Removing siRNAs containing enriched seed sequences allowed us to show that siRNAs targeting genes known to be involved in the TRAIL induced apoptosis pathway were enriched in high-scoring siRNAs. This suggests that identifying enriched seed sequences and removing siRNAs containing them from analysis in the future will aid with such investigations.

One obvious approach to combating such off-target effects would be to exclude siRNA with common seed sequences at the design stage (as is the case for at least one commercial siRNA design algorithm). While this may exclude siRNAs with the largest number of off-target effects (although it clearly won't prevent all seed-driven off-target effects), seeds from endogenous miRNAs are not necessarily the ones that are most common in 3' UTRs. While siRNAs containing the seeds of endogenous miRNAs may have fewer targets, their targets are likely to have some degree of functional relation, and are therefore more likely to have a strong functional effect on the cell. Excluding siRNAs containing the top 10% of 6 mer seed sequence by frequency would have removed 6 of the 17 seed sequences we found to be enriched, but none of the seed sequences we identified that are found in endogenous miRNAs (data not shown). Excluding so many seed sequences also greatly reduces the design space for siRNAs and will result is more siRNAs sharing the same seed sequences (and, if off-target effects are driven by seed sequences, the same off-target effects).

Finally we used the enriched seed sequences to identify miRNAs that may be involved in TRAIL-induced apoptosis, identifying miRNAs miR-26a, miR-145 and miR-384 as affecting TRAIL-induced cell death in a range of cell types. Further work will be needed to examine if these miRNAs have an endogenous role in regulating the TRAIL-induced apoptosis pathway. This analysis allows additional information to be gathered from the results of RNAi screening and turns potentially confounding off-target effects into a new source of information for the process being studied.
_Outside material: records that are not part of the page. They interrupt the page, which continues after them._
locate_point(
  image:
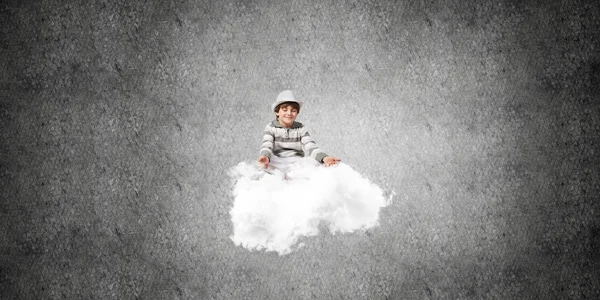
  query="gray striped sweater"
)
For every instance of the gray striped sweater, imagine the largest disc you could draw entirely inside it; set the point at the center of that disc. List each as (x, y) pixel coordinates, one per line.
(288, 142)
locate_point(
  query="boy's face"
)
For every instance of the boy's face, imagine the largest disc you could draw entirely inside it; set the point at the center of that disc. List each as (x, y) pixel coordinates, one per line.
(287, 114)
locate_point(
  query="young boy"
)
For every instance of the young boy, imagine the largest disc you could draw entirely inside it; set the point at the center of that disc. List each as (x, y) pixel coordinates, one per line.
(286, 142)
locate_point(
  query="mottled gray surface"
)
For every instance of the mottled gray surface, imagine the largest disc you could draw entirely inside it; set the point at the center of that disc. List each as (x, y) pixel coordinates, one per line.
(119, 121)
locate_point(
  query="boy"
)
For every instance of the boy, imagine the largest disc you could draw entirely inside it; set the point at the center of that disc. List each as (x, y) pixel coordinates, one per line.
(285, 140)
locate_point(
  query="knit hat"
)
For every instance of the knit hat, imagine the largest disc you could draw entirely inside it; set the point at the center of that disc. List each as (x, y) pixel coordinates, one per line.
(286, 96)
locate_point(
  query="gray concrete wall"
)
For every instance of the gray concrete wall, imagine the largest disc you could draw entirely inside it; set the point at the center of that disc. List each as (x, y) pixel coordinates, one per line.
(120, 119)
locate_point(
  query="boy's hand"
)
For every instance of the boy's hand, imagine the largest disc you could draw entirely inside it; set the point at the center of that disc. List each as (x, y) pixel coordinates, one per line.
(330, 161)
(263, 161)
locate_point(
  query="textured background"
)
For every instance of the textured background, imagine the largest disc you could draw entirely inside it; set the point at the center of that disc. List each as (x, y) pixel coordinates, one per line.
(119, 120)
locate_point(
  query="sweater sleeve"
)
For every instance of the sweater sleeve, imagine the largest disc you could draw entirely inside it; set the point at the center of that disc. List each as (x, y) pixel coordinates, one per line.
(266, 147)
(310, 146)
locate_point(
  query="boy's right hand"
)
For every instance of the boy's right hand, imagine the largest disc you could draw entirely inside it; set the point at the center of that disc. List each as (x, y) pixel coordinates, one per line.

miRNAs present an attractive candidate for controllers of sensitivity to TRAIL-induced apoptosis as they can control many genes simultaneously, allowing those changes necessary to transform cells to be linked to changes sensitizing them to TRAIL-induced apoptosis.


Cells and cell culture

HeLa cells were obtained from ATCC (#CCL-2) and were maintained in Modified Eagle's medium (Sigma-Aldrich) supplemented with 10% Fetal Bovine Serum, 2 mM L-Glutamine, 1× Non essential amino acids, penicillin and streptomycin. SW480, HCT116 and DU145 cells were a kind gift from Prof. Mike Stratton. DU145 cells were maintained in the same media as HeLa cells. SW480 cells were maintained in Leibovitz's L-15 Medium (Sigma-Aldrich) supplemented with 10% Fetal Bovine Serum, 2 mM L-Glutamine, penicillin and streptomycin. HCT116 cells were maintained in McCoy's 5a (Sigma-Aldrich) supplemented with 10% Fetal Bovine Serum, 2 mM L-Glutamine, penicillin and streptomycin.

siRNAs, miRNA mimics and transfection

Individual siRNAs were obtained from either Invitrogen, Qiagen, Ambion or Dharmacon. Sequences and suppliers of siRNAs is listed in additional file 4. miRNA mimics were obtained from Dharmacon. Library siRNAs were from the Qiagen Druggable Genome Library v2.

Cells were transfected with 2.5 pmol siRNA in 96-well plates or 12.5 pmol siRNA in 24-well plates using Lipofectamine 2000 (Invitrogen) according to manufacturer's instructions for each cell type.

Assay for sensitivity to TRAIL-induced apoptosis

For HeLa cells, 3,000 cells were seeded into the well of a 96 well optilux plate (BD Bioscience), in antibiotic free media. 24 hours later cells were transfected with siRNA. After a further 48 hours the number of cells present was measured by incubating for 3 hours with 10% alamarBlue reagent (AbD Serotec, Oxford, UK) before reading flourescence (excitation: 544 nm, emission: 590 nm) using a fluorescent plate reader (Molecular Devices, Sunnyvale, CA). Cells were treated with 0.5 μg/ml recombinant TRAIL (Calbiochem) in serum-free media for 20 hours and number of cells present was reanalysed as above.

siRNA screen

12,190 siRNAs from the Qiagen druggable genome library v2 were arrayed into 96-wells plates along with two duplicates of the siRNAs targeting Caspase-8, BID and DIABLO as positive controls, two duplicates of an siRNA targeting siKIF11 as a transfection control, and four wells containing three different negative controls (siNeg1, siNeg2 and siGFP). The siRNAs were transfected into HeLa cells and the effect on TRAIL induced measured as described above. The screen was performed in duplicate. Plate were quality controlled by measuring the dynamic range between positive control transfected wells and negative control transfected wells, plates where the positive control was not twice the negative control were repeated.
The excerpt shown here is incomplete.